I don’t even know whether I am likely to go abroad or not, if I do then I shall get 14 days leave plus 2 days V.J. leave plus 2 days travelling plus 3 days special leave as the barracks are so crowded.. Otherwise I may only get nine days leave if I am to stop in the country.

I had to see the Divisional officer yesterday and he said that as I had done so well on the course he was going to put a special recommendation on my service papers so that I can get my transfer to Stoker (E). There are three Stokers (S) in our division, that is men who are training for officers. In the exam they got 91, 84, and 79 marks so you can see I did pretty well as they are supposed to be exceptional ratings who are specially picked out for officers.

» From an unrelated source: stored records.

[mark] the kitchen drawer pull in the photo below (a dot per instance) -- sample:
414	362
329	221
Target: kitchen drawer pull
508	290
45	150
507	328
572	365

Yesterday I went and saw Plymouth Argyle play Derby County on Home Park. It was a very poor match and if it hadn’t been for Bobby Brown, Scotland’s goalkeeper who was playing for Plymouth it would have been 10-0. He is a P.T. instructor at Devonport Naval Barracks and when you get near to him he looks just like a schoolboy and he certainly doesn’t look like an international goalkeeper. Latham of Aston Villa and Gardner the ex-Villa player also play for Plymouth.

Midland teams certainly seem to be doing well this year so far, three of them in the top four.

Well it is time to turn in now so I had better close down for the time being. Hoping to see you some time after Thursday.

All my love,


Date unknown. In an envelope marked 5th October, together with another letter.